'Hidden' planet at edge of our solar system could be five times the size of Earth

Some scientists suspect that a massive planet that has never been observed by astronomers may be lurking, almost covertly, near the shadowy fringes of our solar system.

Astronomers had located all eight major planets by 1846, and since then, several more 'dwarf planets,' including Pluto, have been discovered.

But, Sara Webb, a space scientist, claimed that efforts are still being made to find the enigmatic "ninth planet," which is believed to be located far beyond Neptune in our solar system.

There is a ton of evidence for the planet, which is believed huge be up to 20 times further from the Sun than Neptune, but it might not be able to observe with current equipment.

The enormous, undiscovered planet is estimated to be ten times as big as Earth and to have an orbital period of 10,000–20,000 years.

There's a solid reason scientists spend many hundreds of hours attempting to find a ninth planet, often known as Planet Nine or Planet X, according to Webb of Swinburne University in Australia. And the reason for that is because without it, the solar system as we currently understand it would be absurd. Our best indication of a potential Planet Nine comes from our knowledge of gravitational attraction.

"We discover that the orbits of truly far-off objects, such the minor planets beyond Pluto, are a little surprising. They are clustered together, have extremely massive elliptical (oval-shaped) orbits, and are situated on an elevation in relation to the rest of the solar system.

"A planet at least 10 times the mass of Earth would have been required to cause this," say scientists after modeling the gravitational forces necessary for these objects to travel in this way on computers.

A scientist from the California Institute of Technology (Caltech) previously proposed that Planet Nine may be five times the size of Earth in addition to existing.

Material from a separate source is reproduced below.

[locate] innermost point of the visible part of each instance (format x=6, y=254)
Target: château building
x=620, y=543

"With five Earth masses, Planet Nine is likely to be highly evocative of a normal extrasolar super-Earth," stated Professor Konstantin Batygin.

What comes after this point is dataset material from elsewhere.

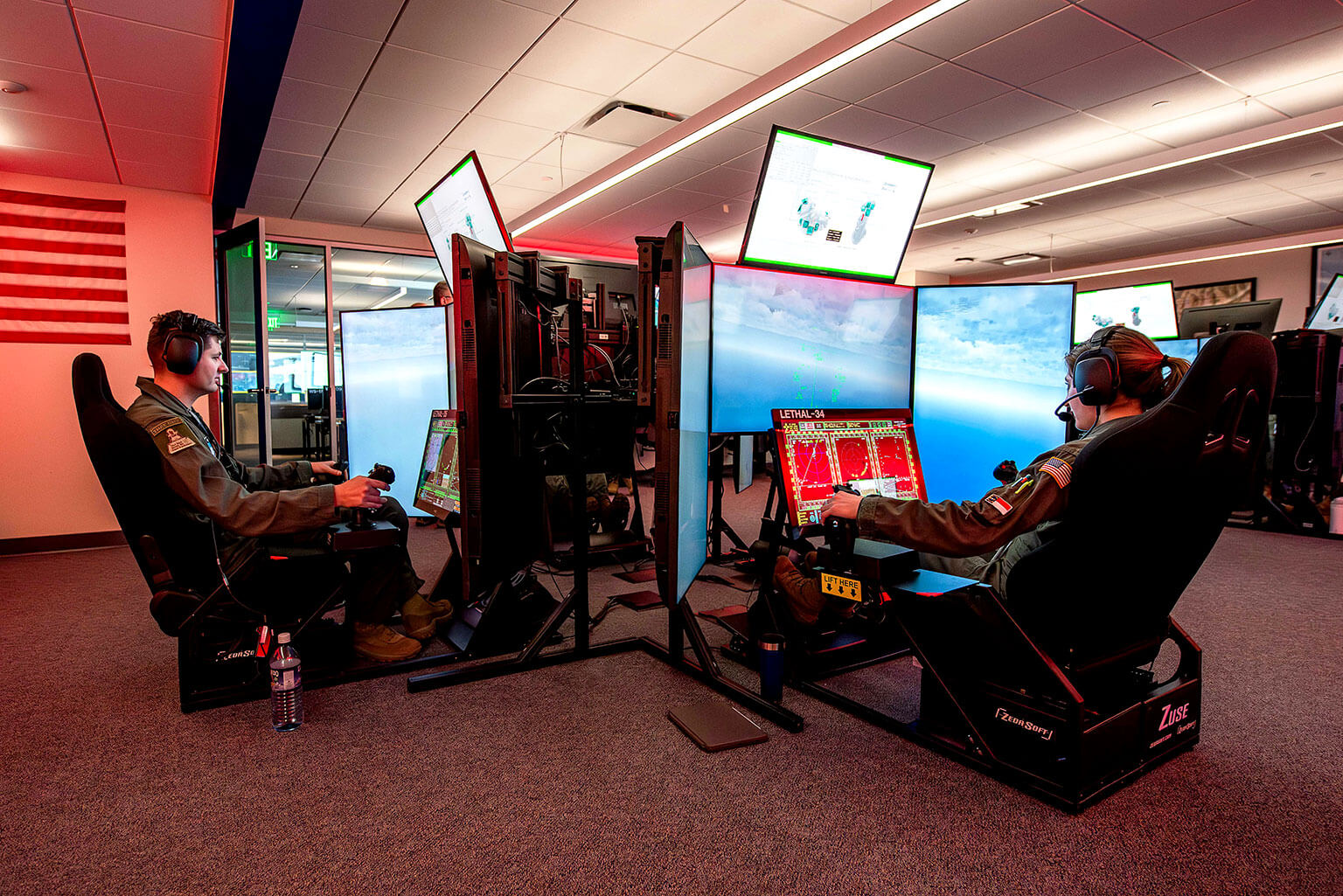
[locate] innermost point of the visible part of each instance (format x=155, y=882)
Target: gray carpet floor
x=573, y=780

Like our planet, super-Earths are rocky bodies. but enormously larger.

It might take up to 1,000 years before the planet is discovered since it is so distant from the Sun and is thus expected to be quite dark on the planet.

Some scientists think that there could indeed be a large disc of frozen objects out there.

Because of a new generation of space telescopes, Webb is confident that Planet Nine will be discovered sooner rather than later.

She claimed that locating the enormous object presents particular difficulties.

"The ideal circumstances can only exist for brief periods of time at night. To be more precise, we must wait for a night without a moon and one in which the position from where we are viewing the sky faces the proper direction.

"New telescopes will be constructed and new sky surveys will start in the coming ten years. They could even provide us with the chance to confirm or deny the existence of Planet Nine.